Re: [mm PATCH v3 2/6] mm: Drop meminit_pfn_in_nid as it is redundant

From: Alexander Duyck
Date: Tue Oct 16 2018 - 16:49:18 EST


On 10/16/2018 1:33 PM, Pavel Tatashin wrote:


On 10/15/18 4:27 PM, Alexander Duyck wrote:
As best as I can tell the meminit_pfn_in_nid call is completely redundant.
The deferred memory initialization is already making use of
for_each_free_mem_range which in turn will call into __next_mem_range which
will only return a memory range if it matches the node ID provided assuming
it is not NUMA_NO_NODE.

I am operating on the assumption that there are no zones or pgdata_t
structures that have a NUMA node of NUMA_NO_NODE associated with them. If
that is the case then __next_mem_range will never return a memory range
that doesn't match the zone's node ID and as such the check is redundant.

So one piece I would like to verfy on this is if this works for ia64.
Technically it was using a different approach to get the node ID, but it
seems to have the node ID also encoded into the memblock.
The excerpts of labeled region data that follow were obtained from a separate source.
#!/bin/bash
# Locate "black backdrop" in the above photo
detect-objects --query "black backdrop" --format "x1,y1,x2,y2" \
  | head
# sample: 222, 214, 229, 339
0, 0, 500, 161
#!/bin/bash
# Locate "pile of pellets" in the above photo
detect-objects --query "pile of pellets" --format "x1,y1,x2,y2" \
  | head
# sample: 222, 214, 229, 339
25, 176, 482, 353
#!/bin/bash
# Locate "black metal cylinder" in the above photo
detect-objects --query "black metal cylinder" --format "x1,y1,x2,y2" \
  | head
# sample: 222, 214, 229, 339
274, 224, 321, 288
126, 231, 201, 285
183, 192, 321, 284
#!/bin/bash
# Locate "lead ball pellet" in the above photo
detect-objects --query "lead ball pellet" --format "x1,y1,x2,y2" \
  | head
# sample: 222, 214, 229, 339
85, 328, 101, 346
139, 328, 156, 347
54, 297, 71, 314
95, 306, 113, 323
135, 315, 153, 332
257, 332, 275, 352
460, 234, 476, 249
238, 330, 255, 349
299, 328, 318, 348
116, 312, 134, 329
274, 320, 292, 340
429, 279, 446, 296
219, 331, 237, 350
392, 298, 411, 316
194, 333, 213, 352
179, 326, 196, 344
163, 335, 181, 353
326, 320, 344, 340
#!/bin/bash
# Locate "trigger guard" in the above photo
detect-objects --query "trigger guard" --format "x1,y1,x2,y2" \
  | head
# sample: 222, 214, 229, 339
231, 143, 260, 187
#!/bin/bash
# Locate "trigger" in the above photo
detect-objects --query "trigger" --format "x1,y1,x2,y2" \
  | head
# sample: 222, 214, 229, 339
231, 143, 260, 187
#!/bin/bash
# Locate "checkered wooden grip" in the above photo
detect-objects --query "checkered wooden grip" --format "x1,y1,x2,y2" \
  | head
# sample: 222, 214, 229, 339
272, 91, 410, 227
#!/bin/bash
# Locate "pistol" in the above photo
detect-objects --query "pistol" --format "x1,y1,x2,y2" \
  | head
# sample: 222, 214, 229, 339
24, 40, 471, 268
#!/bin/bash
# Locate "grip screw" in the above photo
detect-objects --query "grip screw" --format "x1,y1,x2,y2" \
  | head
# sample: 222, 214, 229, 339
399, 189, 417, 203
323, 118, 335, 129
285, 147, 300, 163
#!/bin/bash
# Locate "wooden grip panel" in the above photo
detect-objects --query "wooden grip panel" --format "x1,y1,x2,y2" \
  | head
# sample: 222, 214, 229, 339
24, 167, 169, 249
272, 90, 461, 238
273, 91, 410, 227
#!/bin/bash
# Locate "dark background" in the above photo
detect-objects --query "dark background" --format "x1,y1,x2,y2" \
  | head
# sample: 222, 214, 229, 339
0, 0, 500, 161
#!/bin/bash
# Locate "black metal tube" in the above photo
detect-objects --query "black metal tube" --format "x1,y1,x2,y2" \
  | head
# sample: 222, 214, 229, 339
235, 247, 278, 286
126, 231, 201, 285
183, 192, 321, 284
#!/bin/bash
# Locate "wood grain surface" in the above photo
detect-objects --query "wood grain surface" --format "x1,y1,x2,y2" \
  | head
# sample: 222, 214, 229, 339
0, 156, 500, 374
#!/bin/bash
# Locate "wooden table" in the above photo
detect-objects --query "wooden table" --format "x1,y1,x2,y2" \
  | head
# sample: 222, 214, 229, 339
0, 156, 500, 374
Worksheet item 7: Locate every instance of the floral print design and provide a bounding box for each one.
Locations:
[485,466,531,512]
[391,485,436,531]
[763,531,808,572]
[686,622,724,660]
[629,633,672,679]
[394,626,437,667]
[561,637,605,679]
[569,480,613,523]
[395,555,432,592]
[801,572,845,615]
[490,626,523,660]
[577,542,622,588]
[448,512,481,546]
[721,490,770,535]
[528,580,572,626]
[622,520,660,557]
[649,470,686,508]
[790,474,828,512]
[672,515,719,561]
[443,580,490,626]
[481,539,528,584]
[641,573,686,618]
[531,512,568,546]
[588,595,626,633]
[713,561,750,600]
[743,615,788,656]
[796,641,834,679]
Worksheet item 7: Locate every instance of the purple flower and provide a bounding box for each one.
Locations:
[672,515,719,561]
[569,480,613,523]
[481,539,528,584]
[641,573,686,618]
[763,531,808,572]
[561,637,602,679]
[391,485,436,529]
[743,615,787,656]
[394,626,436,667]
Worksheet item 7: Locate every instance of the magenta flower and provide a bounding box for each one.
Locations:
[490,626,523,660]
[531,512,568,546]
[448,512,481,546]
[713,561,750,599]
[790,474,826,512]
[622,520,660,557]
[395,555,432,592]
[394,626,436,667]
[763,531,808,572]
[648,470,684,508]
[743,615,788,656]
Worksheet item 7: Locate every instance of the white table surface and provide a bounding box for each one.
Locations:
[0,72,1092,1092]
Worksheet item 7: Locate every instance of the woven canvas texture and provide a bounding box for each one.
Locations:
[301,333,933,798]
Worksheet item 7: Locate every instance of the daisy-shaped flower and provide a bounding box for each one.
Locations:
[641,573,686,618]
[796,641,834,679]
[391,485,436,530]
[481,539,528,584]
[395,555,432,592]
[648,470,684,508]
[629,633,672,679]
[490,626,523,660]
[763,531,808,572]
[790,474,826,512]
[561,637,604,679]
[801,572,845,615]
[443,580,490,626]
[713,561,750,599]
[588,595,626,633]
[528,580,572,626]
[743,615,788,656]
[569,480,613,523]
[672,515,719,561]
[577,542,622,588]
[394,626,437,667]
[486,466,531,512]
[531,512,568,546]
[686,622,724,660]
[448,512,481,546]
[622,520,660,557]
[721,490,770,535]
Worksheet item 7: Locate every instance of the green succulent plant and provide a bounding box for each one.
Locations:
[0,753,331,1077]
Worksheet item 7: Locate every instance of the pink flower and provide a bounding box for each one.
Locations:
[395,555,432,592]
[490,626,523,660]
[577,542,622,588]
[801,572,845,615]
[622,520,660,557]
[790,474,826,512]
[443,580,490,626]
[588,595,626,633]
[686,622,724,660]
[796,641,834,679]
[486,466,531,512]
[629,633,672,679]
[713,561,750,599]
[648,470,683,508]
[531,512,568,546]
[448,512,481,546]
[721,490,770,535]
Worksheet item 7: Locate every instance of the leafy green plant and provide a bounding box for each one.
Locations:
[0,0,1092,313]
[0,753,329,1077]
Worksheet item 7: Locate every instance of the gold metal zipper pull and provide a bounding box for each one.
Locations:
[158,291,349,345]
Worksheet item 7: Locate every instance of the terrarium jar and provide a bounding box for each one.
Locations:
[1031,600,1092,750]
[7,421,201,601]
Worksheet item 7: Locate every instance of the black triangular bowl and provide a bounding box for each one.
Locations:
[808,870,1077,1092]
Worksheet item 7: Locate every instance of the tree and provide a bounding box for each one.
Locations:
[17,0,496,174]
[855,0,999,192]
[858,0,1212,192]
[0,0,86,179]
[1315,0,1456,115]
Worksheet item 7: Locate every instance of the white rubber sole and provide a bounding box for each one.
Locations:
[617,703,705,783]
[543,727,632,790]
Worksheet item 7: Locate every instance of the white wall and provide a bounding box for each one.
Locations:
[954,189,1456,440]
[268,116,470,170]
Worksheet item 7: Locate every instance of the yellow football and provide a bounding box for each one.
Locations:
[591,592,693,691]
So I am
assuming this is okay, but would like to get confirmation on that.

Signed-off-by: Alexander Duyck <alexander.h.duyck@xxxxxxxxxxxxxxx>

If I am not mistaken, this code is for systems with memory interleaving.
Quick looks shows that x86, powerpc, s390, and sparc have it set.

I am not sure about other arches, but at least on SPARC, there are some
processors with memory interleaving feature:

http://www.fujitsu.com/global/products/computing/servers/unix/sparc-enterprise/technology/performance/memory.html

Pavel

I get what it is for. However as best I can tell the check is actually redundant. In the case of the deferred page initialization we are already pulling the memory regions via "for_each_free_mem_range". That function is already passed a NUMA node ID. Because of that we are already checking the memory range to determine if it is in the node or not. As such it doesn't really make sense to go through for each PFN and then go back to the memory range and see if the node matches or not.

You can take a look at __next_mem_range which is called by for_each_free_mem_range and passed &memblock.memory and &memblock.reserved to avoid:
https://elixir.bootlin.com/linux/latest/source/mm/memblock.c#L899

Then you can work your way through:
meminit_pfn_in_nid(pfn, node, state)
__early_pfn_to_nid(pfn, state)
memblock_search_pfn_nid(pfn, &start_pfn, &end_pfn)
memblock_search(&memblock.memory, pfn)

From what I can tell the deferred init is going back through the memblock.memory list we pulled this range from and just validating it against itself. This makes sense for the standard init as that is just going from start_pfn->end_pfn, but for the deferred init we are pulling the memory ranges ahead of time so we shouldn't need to re-validate the memory that is contained within that range.